È una bella opportunità – e per questo ringrazio Stefano Ricci e Gianni Forte, assieme alla Biennale – per riflettere con occhi nuovi su cosa significhi davvero fare critica. Poi capita di leggere le cronache veneziane di alcuni colleghi: pagine da cui sembra trasudare stanchezza, noia, scontentezza. Certo: giustamente ciascuno fa (facciamo) al meglio un mestiere ingrato. Capita di esprimere senza mezzi termini giudizi anche aspri sugli spettacoli. Questa è la critica. Ma appaiono, sulla stampa nazionale, anche articoli di chi, volendo magari “arbasineggiare”, vorrebbe fare il pezzo “di colore” e si riduce, ad esempio, ad argomentare sull'abbigliamento dei Direttori.
Ora la questione non è tanto il prêt-à-porter, quanto piuttosto antestetizzare il pensiero critico nel novero della battutina pungente, decontestualizzata rispetto al discorso che si va svolgendo e appiccicata in fondo, in tentativi non sempre riusciti di ammiccamento oltre la scena che chiudono – anziché aprire – al mondo fuori dal teatro. Anche perché Arbasino, come Savinio o Flaiano, sono ben lontani, vertici ineguagliabili. Così, gigioneggiare senza averne gli strumenti, credendosi arguti e aguzzi, giocare a fare i brillanti, non porta agli stessi esiti.
I sei partecipati al laboratorio, leggendo questi pezzi, mi guardano perplessi: è per questo che siamo qui? È questo il tanto invocato pensiero critico? Cosa è questo retorico esercizio di stile, questa banale ironia supponente, fuori luogo, autoreferenziale?

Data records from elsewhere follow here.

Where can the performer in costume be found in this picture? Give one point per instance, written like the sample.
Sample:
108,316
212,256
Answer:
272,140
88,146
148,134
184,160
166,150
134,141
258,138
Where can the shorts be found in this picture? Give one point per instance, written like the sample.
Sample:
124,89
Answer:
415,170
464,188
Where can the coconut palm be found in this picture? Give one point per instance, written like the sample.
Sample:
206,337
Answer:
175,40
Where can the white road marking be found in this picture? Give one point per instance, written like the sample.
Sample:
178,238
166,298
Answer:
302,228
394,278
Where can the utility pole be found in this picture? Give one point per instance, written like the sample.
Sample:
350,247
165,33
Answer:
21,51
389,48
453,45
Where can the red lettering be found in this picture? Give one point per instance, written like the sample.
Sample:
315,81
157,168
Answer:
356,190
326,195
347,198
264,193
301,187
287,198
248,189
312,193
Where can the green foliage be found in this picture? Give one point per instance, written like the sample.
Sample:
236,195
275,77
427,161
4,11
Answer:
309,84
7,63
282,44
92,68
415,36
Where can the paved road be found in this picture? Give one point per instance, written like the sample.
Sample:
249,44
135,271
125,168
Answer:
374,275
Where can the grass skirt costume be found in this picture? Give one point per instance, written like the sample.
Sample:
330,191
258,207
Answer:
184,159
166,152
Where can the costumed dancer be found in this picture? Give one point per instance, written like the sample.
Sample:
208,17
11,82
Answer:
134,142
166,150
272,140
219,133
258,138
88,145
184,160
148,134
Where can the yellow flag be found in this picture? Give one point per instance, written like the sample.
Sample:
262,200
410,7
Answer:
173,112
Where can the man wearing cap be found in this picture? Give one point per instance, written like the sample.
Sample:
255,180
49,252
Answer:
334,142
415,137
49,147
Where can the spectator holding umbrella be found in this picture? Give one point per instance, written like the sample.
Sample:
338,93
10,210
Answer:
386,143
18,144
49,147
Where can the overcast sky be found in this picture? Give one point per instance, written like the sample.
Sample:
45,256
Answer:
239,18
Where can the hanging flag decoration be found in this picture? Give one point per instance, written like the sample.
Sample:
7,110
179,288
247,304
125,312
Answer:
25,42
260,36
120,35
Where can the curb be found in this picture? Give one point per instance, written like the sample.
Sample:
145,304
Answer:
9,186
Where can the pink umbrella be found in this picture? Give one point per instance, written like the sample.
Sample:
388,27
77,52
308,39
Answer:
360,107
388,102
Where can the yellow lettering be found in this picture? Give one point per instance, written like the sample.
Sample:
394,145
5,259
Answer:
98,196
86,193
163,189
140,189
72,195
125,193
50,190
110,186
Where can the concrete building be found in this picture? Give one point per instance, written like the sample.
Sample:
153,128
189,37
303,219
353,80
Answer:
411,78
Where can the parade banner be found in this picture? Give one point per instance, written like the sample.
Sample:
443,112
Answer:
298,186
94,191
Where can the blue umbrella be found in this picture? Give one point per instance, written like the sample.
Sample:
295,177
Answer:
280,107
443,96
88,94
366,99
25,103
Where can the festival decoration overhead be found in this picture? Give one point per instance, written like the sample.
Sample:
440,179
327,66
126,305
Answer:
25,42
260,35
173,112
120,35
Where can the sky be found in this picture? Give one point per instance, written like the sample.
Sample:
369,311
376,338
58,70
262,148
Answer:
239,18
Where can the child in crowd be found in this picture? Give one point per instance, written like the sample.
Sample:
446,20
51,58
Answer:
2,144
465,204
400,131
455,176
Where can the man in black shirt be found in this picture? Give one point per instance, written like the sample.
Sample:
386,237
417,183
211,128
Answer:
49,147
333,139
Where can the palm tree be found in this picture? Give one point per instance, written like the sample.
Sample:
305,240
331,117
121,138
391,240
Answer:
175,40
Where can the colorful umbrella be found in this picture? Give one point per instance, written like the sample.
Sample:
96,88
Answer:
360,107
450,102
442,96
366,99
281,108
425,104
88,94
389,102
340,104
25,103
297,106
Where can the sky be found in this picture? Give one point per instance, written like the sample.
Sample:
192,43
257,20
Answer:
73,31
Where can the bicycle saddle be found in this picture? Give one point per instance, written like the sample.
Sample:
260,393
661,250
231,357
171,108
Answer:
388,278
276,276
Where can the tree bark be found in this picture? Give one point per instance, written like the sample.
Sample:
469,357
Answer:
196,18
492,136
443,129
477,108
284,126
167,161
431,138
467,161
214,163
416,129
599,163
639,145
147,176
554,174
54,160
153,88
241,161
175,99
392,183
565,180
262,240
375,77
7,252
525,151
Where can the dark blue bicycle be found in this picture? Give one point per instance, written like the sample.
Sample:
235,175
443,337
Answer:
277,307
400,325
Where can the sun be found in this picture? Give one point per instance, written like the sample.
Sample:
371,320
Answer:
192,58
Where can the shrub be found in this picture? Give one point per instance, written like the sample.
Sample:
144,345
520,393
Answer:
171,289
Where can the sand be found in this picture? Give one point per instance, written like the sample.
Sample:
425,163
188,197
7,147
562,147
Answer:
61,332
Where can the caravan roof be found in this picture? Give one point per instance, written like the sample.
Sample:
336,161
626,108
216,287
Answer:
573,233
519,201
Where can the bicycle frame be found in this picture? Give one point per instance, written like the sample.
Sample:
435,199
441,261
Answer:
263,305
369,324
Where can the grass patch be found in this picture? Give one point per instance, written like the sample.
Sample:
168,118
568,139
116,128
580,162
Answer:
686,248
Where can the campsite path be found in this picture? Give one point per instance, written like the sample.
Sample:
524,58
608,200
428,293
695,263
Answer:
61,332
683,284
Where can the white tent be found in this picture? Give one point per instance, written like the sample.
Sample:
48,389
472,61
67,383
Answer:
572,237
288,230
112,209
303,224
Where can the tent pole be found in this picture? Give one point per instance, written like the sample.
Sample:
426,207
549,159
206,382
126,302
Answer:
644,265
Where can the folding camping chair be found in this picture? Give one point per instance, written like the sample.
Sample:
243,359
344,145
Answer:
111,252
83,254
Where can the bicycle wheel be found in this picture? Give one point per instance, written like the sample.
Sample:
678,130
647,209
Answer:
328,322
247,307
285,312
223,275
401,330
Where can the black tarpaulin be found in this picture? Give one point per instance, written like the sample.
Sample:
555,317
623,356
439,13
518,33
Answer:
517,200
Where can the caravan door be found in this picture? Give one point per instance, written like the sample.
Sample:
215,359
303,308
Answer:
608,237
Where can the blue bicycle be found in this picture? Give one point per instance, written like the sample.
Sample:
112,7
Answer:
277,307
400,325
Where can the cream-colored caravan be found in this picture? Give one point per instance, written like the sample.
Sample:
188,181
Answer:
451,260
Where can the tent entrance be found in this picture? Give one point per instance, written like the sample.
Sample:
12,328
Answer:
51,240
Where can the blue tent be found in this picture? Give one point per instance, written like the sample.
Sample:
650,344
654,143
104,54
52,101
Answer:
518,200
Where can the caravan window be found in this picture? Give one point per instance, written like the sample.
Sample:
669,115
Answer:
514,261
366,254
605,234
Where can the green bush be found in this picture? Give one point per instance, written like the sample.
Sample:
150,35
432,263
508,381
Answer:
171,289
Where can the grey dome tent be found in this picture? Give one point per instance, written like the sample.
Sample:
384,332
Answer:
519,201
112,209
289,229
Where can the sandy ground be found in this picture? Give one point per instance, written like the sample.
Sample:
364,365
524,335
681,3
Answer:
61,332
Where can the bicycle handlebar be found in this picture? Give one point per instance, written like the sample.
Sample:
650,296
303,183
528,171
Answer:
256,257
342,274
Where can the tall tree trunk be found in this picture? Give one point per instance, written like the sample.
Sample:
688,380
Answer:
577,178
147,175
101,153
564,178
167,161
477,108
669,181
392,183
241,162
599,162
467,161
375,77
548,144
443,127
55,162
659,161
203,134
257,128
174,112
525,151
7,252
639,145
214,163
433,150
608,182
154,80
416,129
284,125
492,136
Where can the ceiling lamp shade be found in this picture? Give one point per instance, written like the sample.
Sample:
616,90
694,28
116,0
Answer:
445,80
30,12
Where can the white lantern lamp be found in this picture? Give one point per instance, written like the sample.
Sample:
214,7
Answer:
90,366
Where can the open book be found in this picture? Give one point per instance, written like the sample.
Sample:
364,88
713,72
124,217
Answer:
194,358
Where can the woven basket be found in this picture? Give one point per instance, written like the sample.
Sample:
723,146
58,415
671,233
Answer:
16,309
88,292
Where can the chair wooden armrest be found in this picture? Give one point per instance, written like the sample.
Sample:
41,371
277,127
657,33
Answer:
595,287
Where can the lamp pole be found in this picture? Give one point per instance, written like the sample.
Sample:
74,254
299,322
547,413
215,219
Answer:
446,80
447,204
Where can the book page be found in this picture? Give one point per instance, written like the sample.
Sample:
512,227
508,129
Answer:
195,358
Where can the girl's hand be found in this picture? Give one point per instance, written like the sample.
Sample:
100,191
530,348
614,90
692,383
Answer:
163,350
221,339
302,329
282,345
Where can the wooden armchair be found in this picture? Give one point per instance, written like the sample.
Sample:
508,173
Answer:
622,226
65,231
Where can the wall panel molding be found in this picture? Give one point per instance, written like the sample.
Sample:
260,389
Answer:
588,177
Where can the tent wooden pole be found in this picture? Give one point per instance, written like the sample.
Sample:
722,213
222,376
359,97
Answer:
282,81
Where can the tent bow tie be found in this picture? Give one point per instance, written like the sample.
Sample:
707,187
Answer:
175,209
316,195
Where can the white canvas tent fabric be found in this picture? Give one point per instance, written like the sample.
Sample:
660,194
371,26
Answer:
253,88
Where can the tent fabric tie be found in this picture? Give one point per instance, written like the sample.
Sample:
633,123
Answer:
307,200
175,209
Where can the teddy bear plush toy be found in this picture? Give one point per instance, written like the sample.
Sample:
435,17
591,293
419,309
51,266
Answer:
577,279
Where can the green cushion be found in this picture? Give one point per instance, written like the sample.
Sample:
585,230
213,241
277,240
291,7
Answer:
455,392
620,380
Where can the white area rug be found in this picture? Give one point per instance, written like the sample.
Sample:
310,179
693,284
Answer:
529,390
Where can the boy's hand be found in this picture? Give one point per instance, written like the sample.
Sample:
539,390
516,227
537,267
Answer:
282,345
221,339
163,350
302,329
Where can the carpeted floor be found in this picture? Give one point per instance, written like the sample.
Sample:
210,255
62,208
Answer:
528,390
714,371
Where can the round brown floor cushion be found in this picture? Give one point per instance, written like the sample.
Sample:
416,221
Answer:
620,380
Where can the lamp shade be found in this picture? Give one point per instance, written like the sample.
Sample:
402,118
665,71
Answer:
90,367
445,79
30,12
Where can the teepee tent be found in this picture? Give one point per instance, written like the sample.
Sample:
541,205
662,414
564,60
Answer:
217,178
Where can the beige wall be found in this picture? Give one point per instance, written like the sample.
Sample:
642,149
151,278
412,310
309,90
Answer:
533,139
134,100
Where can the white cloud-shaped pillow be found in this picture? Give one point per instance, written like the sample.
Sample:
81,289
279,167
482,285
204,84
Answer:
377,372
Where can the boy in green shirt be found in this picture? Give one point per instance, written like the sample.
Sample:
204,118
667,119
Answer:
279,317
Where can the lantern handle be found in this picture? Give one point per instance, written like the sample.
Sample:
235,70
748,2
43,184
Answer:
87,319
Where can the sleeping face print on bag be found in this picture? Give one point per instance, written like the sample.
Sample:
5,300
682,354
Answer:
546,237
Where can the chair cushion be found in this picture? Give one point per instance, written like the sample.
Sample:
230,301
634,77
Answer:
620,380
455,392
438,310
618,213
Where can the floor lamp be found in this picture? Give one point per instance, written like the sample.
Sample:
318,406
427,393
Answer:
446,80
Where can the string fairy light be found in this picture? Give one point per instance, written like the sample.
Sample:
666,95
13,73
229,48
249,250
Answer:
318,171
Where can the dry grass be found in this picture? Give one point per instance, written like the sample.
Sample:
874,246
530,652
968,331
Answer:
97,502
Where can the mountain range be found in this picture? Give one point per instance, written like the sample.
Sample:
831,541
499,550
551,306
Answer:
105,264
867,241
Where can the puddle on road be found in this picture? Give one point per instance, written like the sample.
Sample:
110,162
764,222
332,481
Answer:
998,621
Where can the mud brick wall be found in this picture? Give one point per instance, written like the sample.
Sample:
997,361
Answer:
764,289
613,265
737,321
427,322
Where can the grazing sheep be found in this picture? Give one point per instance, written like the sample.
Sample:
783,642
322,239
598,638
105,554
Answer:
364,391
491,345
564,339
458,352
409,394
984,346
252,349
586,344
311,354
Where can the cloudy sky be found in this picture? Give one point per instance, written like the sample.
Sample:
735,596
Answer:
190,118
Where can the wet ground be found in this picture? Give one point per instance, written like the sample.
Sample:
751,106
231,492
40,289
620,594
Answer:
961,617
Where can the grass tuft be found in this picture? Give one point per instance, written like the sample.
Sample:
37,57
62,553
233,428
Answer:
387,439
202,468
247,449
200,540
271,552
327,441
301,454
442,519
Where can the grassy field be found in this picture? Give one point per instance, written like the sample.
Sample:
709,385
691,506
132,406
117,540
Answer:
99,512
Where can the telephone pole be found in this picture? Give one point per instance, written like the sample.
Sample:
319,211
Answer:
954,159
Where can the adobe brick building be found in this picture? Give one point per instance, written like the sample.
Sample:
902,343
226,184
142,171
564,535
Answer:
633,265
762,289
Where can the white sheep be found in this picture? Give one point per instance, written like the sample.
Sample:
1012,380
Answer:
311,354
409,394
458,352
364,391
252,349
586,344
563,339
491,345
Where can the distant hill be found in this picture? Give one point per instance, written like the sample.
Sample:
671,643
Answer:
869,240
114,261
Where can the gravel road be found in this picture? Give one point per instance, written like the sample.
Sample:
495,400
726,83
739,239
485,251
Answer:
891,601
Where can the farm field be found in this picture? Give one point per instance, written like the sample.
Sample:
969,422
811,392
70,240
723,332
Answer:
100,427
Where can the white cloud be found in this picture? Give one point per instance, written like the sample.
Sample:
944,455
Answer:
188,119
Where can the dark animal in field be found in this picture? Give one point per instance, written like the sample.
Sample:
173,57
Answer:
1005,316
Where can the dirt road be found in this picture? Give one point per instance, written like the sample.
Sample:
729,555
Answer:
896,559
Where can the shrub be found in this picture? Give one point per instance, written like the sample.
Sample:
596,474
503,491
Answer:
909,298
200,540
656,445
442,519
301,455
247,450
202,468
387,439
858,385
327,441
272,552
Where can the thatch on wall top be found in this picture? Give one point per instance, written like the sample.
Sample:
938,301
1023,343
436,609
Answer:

Non ho risposte, né metodi, né verità in tasca da trasmettere – trasmettere è parola grossa, al limite meglio suggerire – ai giovani allievi. Ma il futuro è loro, e questo futuro lo vorremmo diverso dalla noiosa routine di chi, banalmente, svilisce per superficialità il lavoro di un artista e l’intera categoria critica. Per fortuna, mi viene da dire, questi giovani critici e critiche presto saranno “firme”: e le immagino serie e attente, intelligenti e ironiche all’occorrenza. Si chiude la Biennale Teatro 2022. Abbiamo assistito a spettacoli, saggi, workshop, incontri. Ne resterà una traccia scritta, una memoria per il futuro: anche grazie al lavoro, quotidiano e serrato dei giovani che, nonostante tutto, vogliono ancora provare a fare critica.